Open egeozguroglu opened 1 year ago
We will take a look into this problem recently
Thanks, please let me know! @rentainhe @SlongLiu This is especially problematic when prompting GroundingDINO + SAM with a set of vocabulary (305 nouns in our case). Many, many groups of nouns get tacked onto each other, e.g. "dough tofu potato peeler biscuit" become a group when we prompt the model for separate predictions with 305 nouns.
I have a same issue with multi-class objects.
Please inform if there is any updates regarding this in the future :)

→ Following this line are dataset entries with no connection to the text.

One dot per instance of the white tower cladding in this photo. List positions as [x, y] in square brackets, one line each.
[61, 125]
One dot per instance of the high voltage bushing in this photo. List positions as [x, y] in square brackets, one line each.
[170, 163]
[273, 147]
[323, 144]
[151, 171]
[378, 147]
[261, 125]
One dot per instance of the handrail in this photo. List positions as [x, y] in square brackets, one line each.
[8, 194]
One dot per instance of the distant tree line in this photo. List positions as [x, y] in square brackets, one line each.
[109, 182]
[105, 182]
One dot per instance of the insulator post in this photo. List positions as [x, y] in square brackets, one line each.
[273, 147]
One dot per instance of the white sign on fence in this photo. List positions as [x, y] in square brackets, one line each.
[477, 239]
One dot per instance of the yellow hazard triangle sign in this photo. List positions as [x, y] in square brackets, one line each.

Hello! :) Nice work! is there any update with this issue? I am currently having the same problem
Hi, I've been using GroundingDINO + SAM for our research, and would like to query for multiple object categories for my usecase. e.g. "jug . onion . chair . toaster . wire . counter . glass . oil . potato . package ." (as suggested on this repo).
Unfortunately, when multiple object classes are added to the prompt as suggested, the GroundingDINO predictions get made with some categories combined. I was able to replicate the same error with your Huggingface Spaces Demo. See below.
Detection Prompt: "jug . onion . chair . toaster . wire . counter . glass . oil . potato . package ."
Input image:
Prediction Output:
In this case, glass and oil were combined into "glass oil," which is not desired behavior.
Would you have any insights on a quick solution? I will ultimately want to detect 300 object classes with one prompt, so resolving this is essential.